Les parents aussi ont un rôle à jouer
Et comme l’école ne fait pas tout, les parents aussi doivent participer à cet apprentissage de l’empathie et de la solidarité, dans un « effort conjoint » avec les enseignants. Au Danemark, explique l’institutrice, il y a une forte culture des invitations à jouer à la maison chez des camarades de classe. « Si des enfants n’y prennent pas part, ils ne font pas partie de la communauté. Donc il faut s’assurer que les parents aient conscience qu’ils doivent faire un effort pour que chacun ait sa place dans le groupe, que tout le monde soit invité. » Pour s’en assurer l’école organise, en collaboration avec les parents, les groupes de jeu pour que chacun s’invite à tour de rôle à un moment de l’année.
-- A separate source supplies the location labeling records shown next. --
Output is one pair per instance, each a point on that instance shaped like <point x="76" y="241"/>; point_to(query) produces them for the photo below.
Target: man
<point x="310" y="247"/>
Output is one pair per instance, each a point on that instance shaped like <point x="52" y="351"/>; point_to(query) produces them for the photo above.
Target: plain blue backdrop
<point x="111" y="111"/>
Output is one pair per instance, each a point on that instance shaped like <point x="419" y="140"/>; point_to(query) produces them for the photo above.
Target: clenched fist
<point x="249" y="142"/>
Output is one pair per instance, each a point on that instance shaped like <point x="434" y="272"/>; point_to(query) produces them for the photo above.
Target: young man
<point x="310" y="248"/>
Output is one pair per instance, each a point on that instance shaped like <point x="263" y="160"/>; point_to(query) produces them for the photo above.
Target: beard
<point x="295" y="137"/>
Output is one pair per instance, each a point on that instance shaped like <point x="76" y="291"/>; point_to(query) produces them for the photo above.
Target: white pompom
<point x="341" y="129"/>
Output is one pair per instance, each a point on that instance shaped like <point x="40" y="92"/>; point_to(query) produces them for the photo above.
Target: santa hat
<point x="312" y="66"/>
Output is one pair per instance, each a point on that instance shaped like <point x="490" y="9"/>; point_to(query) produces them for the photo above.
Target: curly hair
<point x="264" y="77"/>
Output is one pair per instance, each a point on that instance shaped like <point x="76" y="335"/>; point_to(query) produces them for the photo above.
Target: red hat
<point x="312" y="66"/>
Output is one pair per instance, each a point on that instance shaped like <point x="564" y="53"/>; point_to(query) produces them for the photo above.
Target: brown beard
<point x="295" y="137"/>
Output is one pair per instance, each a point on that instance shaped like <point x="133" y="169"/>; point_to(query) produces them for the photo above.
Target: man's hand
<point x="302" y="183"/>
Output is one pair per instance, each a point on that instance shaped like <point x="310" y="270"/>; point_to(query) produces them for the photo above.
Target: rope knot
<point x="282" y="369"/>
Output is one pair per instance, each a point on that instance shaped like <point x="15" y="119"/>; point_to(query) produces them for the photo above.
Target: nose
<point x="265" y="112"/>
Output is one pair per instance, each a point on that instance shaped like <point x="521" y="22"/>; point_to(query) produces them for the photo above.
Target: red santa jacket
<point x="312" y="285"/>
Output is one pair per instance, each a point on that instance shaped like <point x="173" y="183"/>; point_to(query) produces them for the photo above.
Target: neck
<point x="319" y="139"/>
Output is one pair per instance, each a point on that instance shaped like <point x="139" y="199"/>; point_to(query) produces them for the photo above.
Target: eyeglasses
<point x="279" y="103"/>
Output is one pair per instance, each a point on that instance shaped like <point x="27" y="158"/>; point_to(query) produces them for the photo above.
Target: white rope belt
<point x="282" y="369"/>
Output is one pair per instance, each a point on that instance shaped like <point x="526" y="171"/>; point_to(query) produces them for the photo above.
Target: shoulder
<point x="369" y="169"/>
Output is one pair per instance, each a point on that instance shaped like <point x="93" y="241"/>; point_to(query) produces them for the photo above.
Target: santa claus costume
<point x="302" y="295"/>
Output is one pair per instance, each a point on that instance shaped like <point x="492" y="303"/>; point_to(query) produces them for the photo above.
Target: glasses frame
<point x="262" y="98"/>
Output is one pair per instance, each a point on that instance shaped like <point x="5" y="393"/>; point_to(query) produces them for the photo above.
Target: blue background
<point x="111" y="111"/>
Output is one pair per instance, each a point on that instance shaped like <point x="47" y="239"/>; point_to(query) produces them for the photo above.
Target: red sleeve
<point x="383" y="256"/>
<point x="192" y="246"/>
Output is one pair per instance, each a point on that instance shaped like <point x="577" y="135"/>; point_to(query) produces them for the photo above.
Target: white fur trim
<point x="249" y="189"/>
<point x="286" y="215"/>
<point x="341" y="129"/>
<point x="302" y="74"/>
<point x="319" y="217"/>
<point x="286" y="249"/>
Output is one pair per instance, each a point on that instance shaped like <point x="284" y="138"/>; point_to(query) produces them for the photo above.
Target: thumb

Au cœur de l’approche, la volonté d’inculquer aux enfants l’idée que chacun a sa place dans le groupe et dans la communauté. « Le harcèlement scolaire est un phénomène de groupe, rappelle Hanne Petersen. Il faut qu’il y ait une acceptation sociale pour que ces dynamiques persistent. Si un enfant en harcèle un autre et que les autres l’acceptent et ne disent rien, alors le harcèlement imprègne toute la culture de groupe. »
« Ils gardent les outils avec eux à l’adolescence »
Et pour l’institutrice, la méthode a vraiment fait ses preuves. Elle le voit déjà dans les différences de comportement entre les enfants qui entrent en primaire après avoir suivi la méthode en maternelle et ceux qui n’y ont jamais eu affaire. « Lors des conflits, ceux qui ont été initiés à cette approche trouvent plus facilement un compromis et une solution, assure-t-elle. Parce que, quand on est un enfant, l’instinct naturel c’est de vouloir régler un conflit en obtenant ce qu’on veut. Mais ceux qui ont déjà appris cette méthode ont le réflexe de dire “OK, il faut que je trouve une solution qui me convienne mais qui convienne aussi à mon camarade”. »
Et elle le voit aussi dans les élèves de collège qu’elle a eu dans sa classe au primaire. Hanne Petersen est aussi coach de handball dans son établissement et, dans ce contexte, interagit avec des adolescents de 14 ou 15 ans qu’elle connaît depuis l’enfance. « Ils gardent les outils avec eux, dans leur façon de communiquer, d’échanger avec les autres, de s’assurer que tout le monde va bien. Bien sûr, ils parlent différemment de respect ou de tolérance que quand ils avaient 7 ou 8 ans, mais ils utilisent toujours ce qu’ils ont appris. »
Son établissement scolaire compte quelque 900 élèves, qui ont entre 5 et 16 ans. Selon l’institutrice, si des conflits peuvent bien évidemment émerger, il n’y a aucun cas de harcèlement scolaire signalé dans son école.